There is an irony I find in writing a blog about diabetes. I realize that I spend so much time dealing with diabetes in my day, every flipping day, that sometimes I don't have the energy to choose to do one more thing around the subject of diabetes. I realize that there is a deep, fundamental push and pull in my life with this disease. Me testing how far I can get away from the reality of it's presence in my life. Tethered forever, but always trying, tip-toeing as far away as I can get before it tugs me back. I've even been trying to visualize that idea, though it's not finished or really even formulated yet. What does this feeling look like if it were a picture? That question and the act of making the idea "real" through art, helps me to see and better understand what I am doing. Which helps me to understand the lean of my life. Which is always away. From the blood tests and low or high bloodsugars and set changes and unending planning and the diabetes subtitle dialogue running just below my life.
So sometimes, I can't get up to write about diabetes too. I can write about art and design and my dogs every day at dear ada. Every single day for the last 2 years, barring breaks for surgery and travel. That process is purely celebratory and joyful. And though this blog is that too, it is also always in relation to a deep and sometimes buried, heart felt sadness and lean away from diabetes in my life. The joy comes from the connections and shared experiences. The celebrations are the milestones and victories. There is humor and even a new, coping philosophy to be found in the process of writing about diabetes. And then of course, there is the unending comfort the blog provides in knowing that I am not alone in life with this disease. Others know of "what I speak", and amazingly they reliably know what to say when it's most needed. My husband says that people who don't have diabetes can sympathize but never truly empathize because they don't share the same references and experiences. But the OC does. They empathize and comfort and always get it. I was struck by a comment from Scott the other day, where he was acknowledging the struggles of our disease. Not my disease, but our disease. That one word made all the difference in reminding me yet again, that I was not alone.
So I guess this post is simply a clarification as to why I don't write more than I do. It's all that I can muster. It's so good and satisfying to do it when I feel like it, but it's also one of the few places I can say no to diabetes. Yes today, no tomorrow and the next. That's good you know. To have a place where you can actually say that and have it stick. I guess that's another good thing about having this blog which is ironic really. It's good to write a blog I get to not write at times.

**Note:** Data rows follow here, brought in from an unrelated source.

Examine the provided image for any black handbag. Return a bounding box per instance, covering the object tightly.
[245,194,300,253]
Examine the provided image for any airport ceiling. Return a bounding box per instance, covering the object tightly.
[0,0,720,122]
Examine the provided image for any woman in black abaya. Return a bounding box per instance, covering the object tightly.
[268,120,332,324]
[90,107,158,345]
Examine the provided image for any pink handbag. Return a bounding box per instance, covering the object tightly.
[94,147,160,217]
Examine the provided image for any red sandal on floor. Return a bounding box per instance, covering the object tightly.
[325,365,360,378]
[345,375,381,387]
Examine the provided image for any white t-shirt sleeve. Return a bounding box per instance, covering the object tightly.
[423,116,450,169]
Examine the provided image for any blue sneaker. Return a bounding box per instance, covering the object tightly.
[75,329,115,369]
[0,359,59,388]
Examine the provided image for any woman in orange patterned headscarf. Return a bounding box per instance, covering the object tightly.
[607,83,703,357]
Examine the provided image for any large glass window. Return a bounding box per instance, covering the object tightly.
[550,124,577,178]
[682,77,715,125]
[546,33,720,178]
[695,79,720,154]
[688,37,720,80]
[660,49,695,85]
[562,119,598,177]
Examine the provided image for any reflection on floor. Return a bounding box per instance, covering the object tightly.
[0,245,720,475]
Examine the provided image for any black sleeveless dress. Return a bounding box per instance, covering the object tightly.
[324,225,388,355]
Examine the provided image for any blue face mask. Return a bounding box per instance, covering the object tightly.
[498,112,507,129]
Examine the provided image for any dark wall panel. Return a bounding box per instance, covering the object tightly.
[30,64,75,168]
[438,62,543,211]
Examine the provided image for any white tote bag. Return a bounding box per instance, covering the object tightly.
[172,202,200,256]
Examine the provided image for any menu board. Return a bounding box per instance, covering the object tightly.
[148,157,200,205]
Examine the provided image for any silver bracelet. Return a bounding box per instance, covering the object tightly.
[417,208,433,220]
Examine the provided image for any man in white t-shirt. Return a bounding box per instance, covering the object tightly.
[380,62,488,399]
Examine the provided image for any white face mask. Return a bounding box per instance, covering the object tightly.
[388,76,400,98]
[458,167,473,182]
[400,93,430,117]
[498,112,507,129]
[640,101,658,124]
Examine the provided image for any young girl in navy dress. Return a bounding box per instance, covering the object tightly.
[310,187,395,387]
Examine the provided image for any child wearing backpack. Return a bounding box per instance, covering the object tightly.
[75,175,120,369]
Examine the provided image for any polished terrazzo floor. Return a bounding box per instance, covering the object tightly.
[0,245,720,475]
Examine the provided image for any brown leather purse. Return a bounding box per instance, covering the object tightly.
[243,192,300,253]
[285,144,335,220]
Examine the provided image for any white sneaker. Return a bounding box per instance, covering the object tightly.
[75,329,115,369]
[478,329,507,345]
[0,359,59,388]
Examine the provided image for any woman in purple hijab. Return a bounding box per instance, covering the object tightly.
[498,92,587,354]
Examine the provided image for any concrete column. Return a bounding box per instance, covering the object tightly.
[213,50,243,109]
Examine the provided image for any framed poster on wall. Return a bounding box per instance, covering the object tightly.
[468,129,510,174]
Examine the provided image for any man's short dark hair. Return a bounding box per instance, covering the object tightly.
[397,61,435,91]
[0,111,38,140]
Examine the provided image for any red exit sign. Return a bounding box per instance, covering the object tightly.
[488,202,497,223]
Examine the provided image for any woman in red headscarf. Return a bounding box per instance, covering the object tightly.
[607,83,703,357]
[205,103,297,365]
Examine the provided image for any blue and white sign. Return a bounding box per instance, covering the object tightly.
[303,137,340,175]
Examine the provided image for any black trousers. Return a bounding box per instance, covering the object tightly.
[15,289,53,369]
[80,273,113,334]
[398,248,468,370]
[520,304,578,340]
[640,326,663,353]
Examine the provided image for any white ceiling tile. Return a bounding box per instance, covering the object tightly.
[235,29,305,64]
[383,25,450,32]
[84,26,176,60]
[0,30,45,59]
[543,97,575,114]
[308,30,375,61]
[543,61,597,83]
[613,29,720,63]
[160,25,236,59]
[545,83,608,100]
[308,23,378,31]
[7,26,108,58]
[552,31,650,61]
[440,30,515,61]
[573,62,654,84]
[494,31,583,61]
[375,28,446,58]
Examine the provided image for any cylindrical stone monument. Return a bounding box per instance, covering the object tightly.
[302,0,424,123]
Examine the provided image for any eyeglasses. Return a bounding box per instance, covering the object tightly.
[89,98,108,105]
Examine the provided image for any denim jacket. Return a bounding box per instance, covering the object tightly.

Sometimes you feel like a nut and sometimes you don't.
Posted by: RichW | August 13, 2007 at 06:39 PM
Thank you, Birdie, for acknowledging your feelings about blogging about diabetes and the lean--sometimes a gentle lean and sometimes a blatant push away from the reality of its presence. I, too, blog, and have started ading posts about my diabetes. Before, it was a blog about teaching in TW, my travels and experiences as a teacher and an ex-pat abroad, but I found that my diabetes was there, and a big part of my experience. It felt good to talk about it, write about it, admit it and honor that part of myself that I wish wasn't there, but is. Anyway, sorry to turn this into a comment about myself. Bleh...I just wanted to say I like reading your blog, and it has enhanced my life, knowing there is a great artist and writer out there, dealing with some of the same stuff I am, and who is able to blog about it, too, when she wants to. I like that notion. Thank you!
Posted by: Amylia | August 14, 2007 at 12:39 AM
Wow - thanks Ada.
I too write when I can, and more importantly, when I feel like it.
Sometimes when I write I feel it helps me better understand, or maybe just cope, with the deep emotional aspects of this thing that I am not able to wrap my head around. It's a coping mechanism of sorts.
Posted by: Scott K. Johnson | August 18, 2007 at 07:45 PM
Excellent perspective.
I've been saying "no" to my blog for a long time now.
And, by the way, that picture is awesome. I really like it.